We have divided our data into two sections: training data (70% of the data) and testing data (30% of the data). Now, we will fit our nearest neighbors classifier to the training data using 5-fold cross-validation and see how it performs.

We will be applying cross_validate in sklearn to perform cross-validation. We can get both train and validation accuracies using cross_validate. Please note that you should set return_train_score=True if you want cross_validate to return train scores in addition to test scores.

You can use the following link to learn more about cross_validate:

https://scikit-learn.org/stable/modules/generated/sklearn.model_selection.cross_validate.html

In [ ]:

from sklearn.model_selection import cross_validate
scores = cross_validate(knn, X_train, y_train, cv=5,return_train_score=True)

print(‘Mean Train Accuracy:’,scores[‘train_score’].mean()) # returns the mean cross-validation train score
print(‘Mean Validation Accuracy:’, scores[‘test_score’].mean()) # returns the mean cross-validation validation score

Our cross-validated model has an accuracy of 94% across all the splits on the training data. If we think that is a reasonable value, we can train our final model on the training data and then see how it performs on the held-out test data.

Comparing classifiers¶
However, to get a true sense for the utility of cross-validation, let’s create a second nearest neighbors classifier that uses five neighbors instead of one.

In [ ]:

knn_5 = neighbors.KNeighborsClassifier(n_neighbors=5)
scores = cross_validate(knn_5, X_train, y_train, cv=5, return_train_score=True)

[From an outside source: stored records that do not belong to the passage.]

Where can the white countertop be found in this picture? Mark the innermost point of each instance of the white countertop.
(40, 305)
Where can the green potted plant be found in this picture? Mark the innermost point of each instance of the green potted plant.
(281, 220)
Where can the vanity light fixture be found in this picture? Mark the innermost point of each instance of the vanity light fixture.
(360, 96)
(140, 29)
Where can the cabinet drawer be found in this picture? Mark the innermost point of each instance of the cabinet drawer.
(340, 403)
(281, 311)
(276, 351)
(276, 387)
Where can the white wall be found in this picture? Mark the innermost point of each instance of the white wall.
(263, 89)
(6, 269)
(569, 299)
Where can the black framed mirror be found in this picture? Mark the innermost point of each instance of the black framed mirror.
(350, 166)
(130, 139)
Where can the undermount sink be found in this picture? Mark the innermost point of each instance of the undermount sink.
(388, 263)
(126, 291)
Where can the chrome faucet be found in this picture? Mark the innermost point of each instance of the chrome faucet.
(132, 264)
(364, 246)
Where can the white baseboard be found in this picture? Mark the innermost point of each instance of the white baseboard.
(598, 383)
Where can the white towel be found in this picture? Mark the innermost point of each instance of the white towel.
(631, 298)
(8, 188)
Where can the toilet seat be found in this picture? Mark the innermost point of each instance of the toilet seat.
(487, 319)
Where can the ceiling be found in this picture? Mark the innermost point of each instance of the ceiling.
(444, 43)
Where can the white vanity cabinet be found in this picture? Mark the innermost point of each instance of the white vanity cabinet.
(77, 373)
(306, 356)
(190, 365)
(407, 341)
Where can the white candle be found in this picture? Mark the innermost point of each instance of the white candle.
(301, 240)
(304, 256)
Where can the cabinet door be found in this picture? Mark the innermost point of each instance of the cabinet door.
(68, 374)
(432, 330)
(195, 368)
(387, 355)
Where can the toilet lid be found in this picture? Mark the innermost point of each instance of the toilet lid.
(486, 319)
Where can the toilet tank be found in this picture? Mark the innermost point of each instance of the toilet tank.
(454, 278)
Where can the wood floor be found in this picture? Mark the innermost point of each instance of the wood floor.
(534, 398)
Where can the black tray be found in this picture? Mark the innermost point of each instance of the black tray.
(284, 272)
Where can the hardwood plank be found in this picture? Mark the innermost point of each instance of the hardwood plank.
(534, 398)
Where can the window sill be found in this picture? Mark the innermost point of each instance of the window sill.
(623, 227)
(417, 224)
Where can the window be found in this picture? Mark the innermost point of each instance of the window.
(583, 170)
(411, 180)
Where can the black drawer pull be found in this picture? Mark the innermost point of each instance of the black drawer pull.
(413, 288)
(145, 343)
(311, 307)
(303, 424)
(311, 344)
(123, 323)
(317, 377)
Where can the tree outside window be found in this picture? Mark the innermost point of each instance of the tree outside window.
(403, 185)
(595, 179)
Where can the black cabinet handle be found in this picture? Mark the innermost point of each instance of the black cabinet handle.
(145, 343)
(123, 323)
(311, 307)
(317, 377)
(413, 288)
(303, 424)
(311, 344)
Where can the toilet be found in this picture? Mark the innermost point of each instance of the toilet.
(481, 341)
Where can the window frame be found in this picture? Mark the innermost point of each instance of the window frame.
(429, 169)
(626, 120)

print(‘Mean Train Accuracy:’,scores[‘train_score’].mean()) # returns the mean cross-validation train score
print(‘Mean Validation Accuracy:’, scores[‘test_score’].mean())

Let’s train it on the training data and use it to predict the final held-out test data.

In [ ]:

knn_5.fit(X_train, y_train)
accuracy = accuracy_score(y_test, knn_5.predict(X_test))
print (“Test set accuracy: “, accuracy * 100, “%”)

And we see our model has a 97.7% accuracy on the held out test data (30% of the original dataset).